Es kommt auf jede Stunde an: Die Gesundheit von neu geborenen Kälbern ist direkt abhängig vom Trinken der sogenannten „Biestmilch“, der besonderen „Schluckimpfung“, wie Doris Meßner am Dienstag während eines Fachvortrags erklärte. Dazu hatten die Landfrauen des Bayerischen Bauernverbands (BBV) alle Interessenten aus den Landkreisen Rhön-Grabfeld, Bad Kissingen, Schweinfurt und Haßberge eingeladen.
Kreisbäuerin Roswitha Hesselbach begrüßte Teilnehmer aus der ganzen Region, von Oberweißenbrunn bis Zeil. Innerhalb eines Pilotprojekts der Landfrauen im BBV-Bildungswerk und in Kooperation mit dem Agrarhändler BayWa wurde die Veranstaltung als eine von insgesamt zehn in ganz Bayern und als einzige in Unterfranken durchgeführt.
Aus mehreren Vorschlägen hatten sich die Rhön-Grabfelder das Thema „Einfluss von Fütterung und Hygiene auf die Gesundheit der Kälber“ herausgesucht. Rinderexpertin Doris Meßner zeigte das enge Zeitfenster auf, das für die neugeborenen Kälber über einen guten Start ins Leben entscheidet.
Gesunde Kälbchen bedeuteten gesunde erwachsene Tiere und wenig Tierarztkosten oder gar Verluste. Ein Kalb komme mit ganz geringen Reserven an Eisen und Fett auf die Welt, Verdauungsenzyme, Leber, Lunge, Bauchspeicheldrüse müssten sich erst weiterentwickeln, Abwehrkräfte seien praktisch nicht vorhanden, berichtete Meßner. „Es kommt darauf an, wer schneller ist – die Krankheitserreger oder der Aufbau der Abwehr.“
„Biestmilch“ ist die Antwort der Natur auf diesen Zustand, denn die erste Kolostralmilch von der Kuh enthält einen Cocktail aus Eiweißen, Vitaminen, Spurenelementen und Hormonen. Innerhalb der ersten 24 Stunden nehmen die Kälber die wertvollen Stoffe ungehemmt über den Darm direkt in den Organismus auf, danach schließt sich diese „offene Tür“ immer mehr. Die Kälbchen sollten innerhalb der ersten zwei Stunden nach der Geburt eine ausreichende Menge Biestmilch bekommen, das wäre ideal.
Was zu tun ist, wenn das Kalb nicht trinken will oder eine Kuh in der Nacht geworfen hat und man nicht dabei war, und warum es wichtig ist, den Neugeborenen ausreichend viel Biestmilch mit Körpertemperatur (bis zu vier Liter) zu geben, wurde besprochen. „Wer viel Biestmilch bekam, gibt später auch selbst viel Milch“, ist die Referentin überzeugt.
Gefährdet sind die Kälbchen besonders, wenn die Immunabwehr von den zugeführten Immunglobulinen auf eigene umsteigt, was in der vierten bis fünften Woche der Fall ist. In dieser Zeit neigen die Tiere zu Durchfällen und Lungenentzündungen, und man sollte sie nicht zusätzlich durch Umstallmaßnahmen oder ähnliches stressen.
Die Bedeutung angemessener Hygiene zog sich durch die ganze Veranstaltung. Es beginnt mit der Sauberkeit der sogenannten „Abkalbbox“, die nicht zwischendurch für kranke Tiere genutzt werden sollte. Jedes Kalb sollte seinen eigenen Tränkeeimer und Nuckel haben. Bevor sie dann in die Kälberboxen kommen, sollten diese mit entsprechenden Reinigungsmitteln gut gesäubert werden. Meßner empfahl eine so genannte „Schaumlanze“, die auch alle Ecken erreicht.

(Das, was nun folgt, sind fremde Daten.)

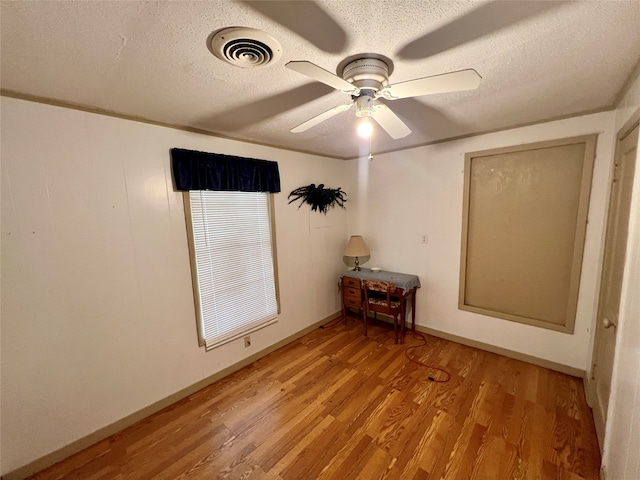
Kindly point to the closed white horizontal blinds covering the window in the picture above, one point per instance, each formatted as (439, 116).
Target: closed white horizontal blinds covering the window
(233, 260)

Die Tiere seien den Bakterien, Viren, Parasiten, Kokzidien (Durchfallerreger) und Kryptosporidien (einzellige Darmparasiten), die jetzt im Vormarsch sind, nicht hilflos ausgeliefert, machte die Referentin klar. Neben der Durchführung von Hygienemaßnahmen (nicht zu verwechseln mit einer Desinfektion), um den Druck durch Erreger und Keime möglichst niedrig zu halten, können auch Pro- und Prebiotika helfen die Darmflora aufzubauen.
Die richtige Fütterung während einer Erkrankung und während der Aufzucht war ein weiteres Thema, das die Referentin ansprach. Auch wenn den Anwesenden vieles schon bekannt war, war es gut, die Zusammenhänge genauer unter die Lupe zu nehmen und beispielsweise das Zeitfenster nach der Geburt der Kälbchen besonders zu beachten, kommentierten die Teilnehmer.